I am currently reading An American Childhood by Annie Dillard. She talks about her awakening and growing awareness of herself as a child this way:

“Who could ever tire of this heart-stopping transition, of this breakthrough shift between seeing and knowing you see, between being and knowing you be? it drives you to a life of concentration, it does, a life in which effort draws you down so very deep that when you surface you twist up exhilarated with a yelp and a gasp.
Who could ever tire of this radiant transition—this surfacing to awareness and this deliberate plunging to oblivion—the theater curtain rising and falling? Who could tire of it when the sum of those moments at the edge—the conscious life we so dread losing—is all we have, the gift at the moment of opening it?”

I’ve had a few of these moments lately, moments of yelps and gasps, moments that feel like a gift at the moment of opening it.

Also, I love Annie Dillard’s writing. So beautiful.

From My Readings: Jack Kerouac via Natalie Goldberg

Last April I read Writing Down the Bones by Natalie Goldberg. In it she quotes Jack Kerouac. I’ve been working on my 35th Year Manifesto, the rules by which I want to live my life in the next year. These ideas are part of it:

  • Accept Loss Forever
  • Be submissive to everything, open, listening
  • No fear or shame in the dignity of your experience, language and knowledge
  • Be in love with your life!

From My Readings: We Are All Falling

“As we fall, I think about my mother and father.

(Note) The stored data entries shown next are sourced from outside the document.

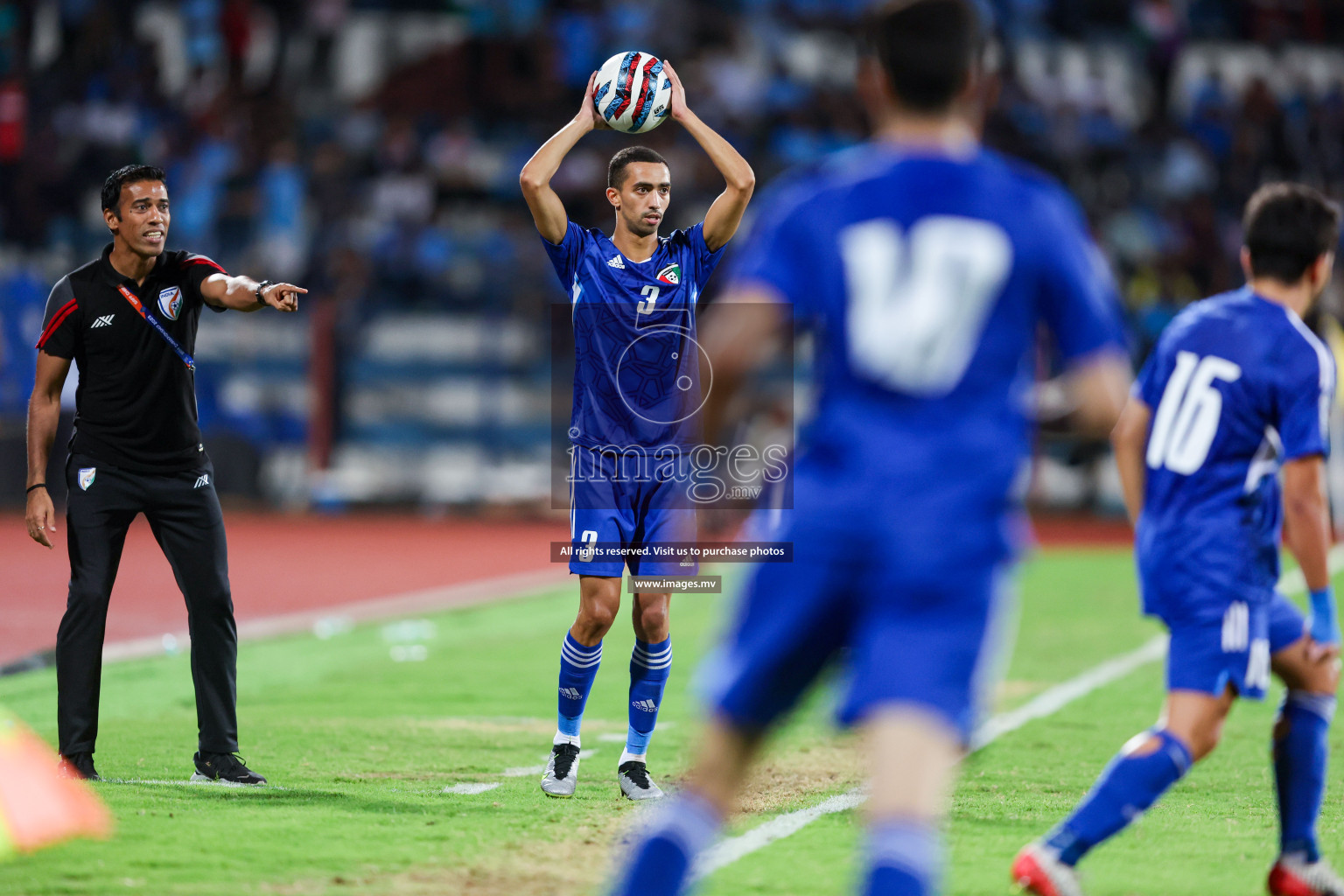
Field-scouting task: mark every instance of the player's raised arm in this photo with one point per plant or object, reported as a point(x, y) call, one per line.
point(722, 220)
point(1306, 524)
point(246, 294)
point(43, 418)
point(536, 178)
point(1130, 438)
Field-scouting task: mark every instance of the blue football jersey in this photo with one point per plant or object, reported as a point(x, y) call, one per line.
point(636, 374)
point(927, 277)
point(1236, 386)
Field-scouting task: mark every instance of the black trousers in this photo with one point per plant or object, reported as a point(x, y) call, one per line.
point(185, 514)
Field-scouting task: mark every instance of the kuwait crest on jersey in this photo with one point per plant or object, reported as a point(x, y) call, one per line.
point(170, 303)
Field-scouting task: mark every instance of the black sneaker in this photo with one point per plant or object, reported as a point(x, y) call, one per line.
point(562, 771)
point(636, 782)
point(225, 766)
point(80, 766)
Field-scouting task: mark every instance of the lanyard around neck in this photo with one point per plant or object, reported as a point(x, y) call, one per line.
point(153, 321)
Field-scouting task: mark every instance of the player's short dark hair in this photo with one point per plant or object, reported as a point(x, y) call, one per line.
point(122, 176)
point(928, 49)
point(616, 170)
point(1286, 228)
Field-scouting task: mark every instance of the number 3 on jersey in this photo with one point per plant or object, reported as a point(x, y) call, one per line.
point(1188, 413)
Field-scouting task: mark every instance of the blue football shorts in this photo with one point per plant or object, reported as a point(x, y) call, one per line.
point(628, 502)
point(900, 633)
point(1210, 653)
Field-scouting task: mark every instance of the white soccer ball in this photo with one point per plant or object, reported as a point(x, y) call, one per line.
point(632, 92)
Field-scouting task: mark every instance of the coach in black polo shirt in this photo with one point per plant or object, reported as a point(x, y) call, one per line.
point(130, 321)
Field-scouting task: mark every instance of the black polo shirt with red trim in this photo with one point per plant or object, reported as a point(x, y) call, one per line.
point(136, 402)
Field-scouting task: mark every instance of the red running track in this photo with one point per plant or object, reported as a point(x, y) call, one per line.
point(277, 564)
point(283, 564)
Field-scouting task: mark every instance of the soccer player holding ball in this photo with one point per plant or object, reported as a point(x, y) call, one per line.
point(927, 265)
point(1236, 393)
point(632, 291)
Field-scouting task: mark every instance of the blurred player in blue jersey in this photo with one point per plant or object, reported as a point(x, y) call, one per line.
point(634, 394)
point(1236, 389)
point(925, 263)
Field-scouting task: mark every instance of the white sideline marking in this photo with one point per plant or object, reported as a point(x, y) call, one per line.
point(523, 771)
point(1051, 700)
point(191, 783)
point(396, 605)
point(1043, 704)
point(471, 788)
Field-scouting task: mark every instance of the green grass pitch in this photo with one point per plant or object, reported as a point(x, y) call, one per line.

I think about the people I loved. I think about the people I hated. I think about the people I betrayed. I think about the people who have betrayed me.
We’re all the same people. And we are all falling.”

From Flight by Sherman Alexie

Despite my extreme annoyance at Alexie’s recent ignorant tweet about homebirthers, I still have to admit that this is one of the best books I’ve read in a long time. Irreverent, funny, sad, powerful.

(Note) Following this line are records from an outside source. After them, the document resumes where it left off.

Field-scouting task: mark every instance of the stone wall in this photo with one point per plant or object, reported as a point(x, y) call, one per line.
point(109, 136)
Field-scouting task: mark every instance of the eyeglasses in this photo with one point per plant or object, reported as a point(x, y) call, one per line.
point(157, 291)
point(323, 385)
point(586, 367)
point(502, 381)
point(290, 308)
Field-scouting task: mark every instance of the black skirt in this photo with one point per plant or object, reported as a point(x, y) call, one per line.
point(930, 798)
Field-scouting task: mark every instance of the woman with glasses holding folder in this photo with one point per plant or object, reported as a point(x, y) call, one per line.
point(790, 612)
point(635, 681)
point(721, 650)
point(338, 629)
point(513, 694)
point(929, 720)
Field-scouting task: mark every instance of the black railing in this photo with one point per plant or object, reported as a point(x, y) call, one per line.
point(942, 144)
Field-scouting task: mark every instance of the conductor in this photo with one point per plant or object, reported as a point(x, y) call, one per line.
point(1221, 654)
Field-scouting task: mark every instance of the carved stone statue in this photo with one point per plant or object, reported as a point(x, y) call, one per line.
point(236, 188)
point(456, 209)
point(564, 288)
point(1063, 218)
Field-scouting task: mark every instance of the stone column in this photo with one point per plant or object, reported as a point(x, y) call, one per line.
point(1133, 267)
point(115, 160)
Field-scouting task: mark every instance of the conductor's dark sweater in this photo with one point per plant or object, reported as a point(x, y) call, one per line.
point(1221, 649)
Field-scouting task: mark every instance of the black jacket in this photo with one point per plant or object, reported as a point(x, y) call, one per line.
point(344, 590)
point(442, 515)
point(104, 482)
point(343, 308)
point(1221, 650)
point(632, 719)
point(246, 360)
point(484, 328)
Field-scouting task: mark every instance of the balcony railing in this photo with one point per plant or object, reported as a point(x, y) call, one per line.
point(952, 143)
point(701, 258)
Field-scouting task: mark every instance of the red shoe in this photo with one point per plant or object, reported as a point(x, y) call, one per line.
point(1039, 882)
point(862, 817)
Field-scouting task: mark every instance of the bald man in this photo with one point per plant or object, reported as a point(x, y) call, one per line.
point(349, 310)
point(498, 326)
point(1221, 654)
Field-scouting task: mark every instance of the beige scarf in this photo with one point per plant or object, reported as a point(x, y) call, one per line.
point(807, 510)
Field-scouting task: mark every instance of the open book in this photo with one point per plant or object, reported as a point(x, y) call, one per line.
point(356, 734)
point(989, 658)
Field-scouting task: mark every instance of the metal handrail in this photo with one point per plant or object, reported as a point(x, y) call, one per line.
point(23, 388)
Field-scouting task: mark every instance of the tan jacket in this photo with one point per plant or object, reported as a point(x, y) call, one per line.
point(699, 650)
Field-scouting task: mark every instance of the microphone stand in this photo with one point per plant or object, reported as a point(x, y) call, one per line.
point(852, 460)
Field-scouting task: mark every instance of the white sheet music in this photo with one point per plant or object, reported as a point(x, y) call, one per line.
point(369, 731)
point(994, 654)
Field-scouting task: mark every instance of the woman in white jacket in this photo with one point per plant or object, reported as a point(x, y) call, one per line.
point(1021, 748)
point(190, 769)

The idea in this passage has been the lesson of my last few months. We make such a big deal of everything that separates us, all of the differences, but we are all so very much the same. We are all connected, doing our best, making the best choices we can as we fall forward into our lives. We don’t have to allow continued harm into our lives, but we can be the end to the endless circle of judgement and anger. We can begin to forgive, to be compassionate, to see the truth: “We’re all the same people.”

Summer Reading List

I’m so excited to take the summer off. One thing I’m looking forward to most is reading! Reading for fun!

Here’s my list so far, in no particular order:

The Elegant Universe by Brian Greene

The Red Tent by Anita Diamant

Three Cups of Tea by Greg Mortensen

Slaughterhouse Five by Kurt Vonnegut

The Seven Mouths of God by Megan K. Olsen

The Color of Water by James McBride

The Spirit Catches You and You Fall Down by Anne Fadiman

Black Water by Joyce Carol Oates

Mother Wove the Morning by Carol Lynne Pearson

Granite and Rainbow by Virginia Woolf

An American Childhood by Annie Dillard

Pilgrim at Tinker Creek by Annie Dillard (reread)

Now Is the Time to Open Your Heart by Alice Walker

Steve Jobs by Walter Isaacson

The Autobiography of Red by Anne Carson

The Absolutely True Diary of a Part-Time Indian by Sherman Alexie

All God’s Critters Got a Place in the Choir by Laurel Ulrich and Emma Lou Warner Thayne

That ought to keep me busy, but I welcome any suggestion for additions. Or substitutions. I imagine I’ll also read some fun YA stuff with my big kids. I haven’t read any of Brandon Mull’s Beyonders series yet. And Matthew’s working through Madeleine L’Engle’s Wrinkle In Time series, so I may find myself joining him in that. I love her books.

What about you? What will you be reading this summer?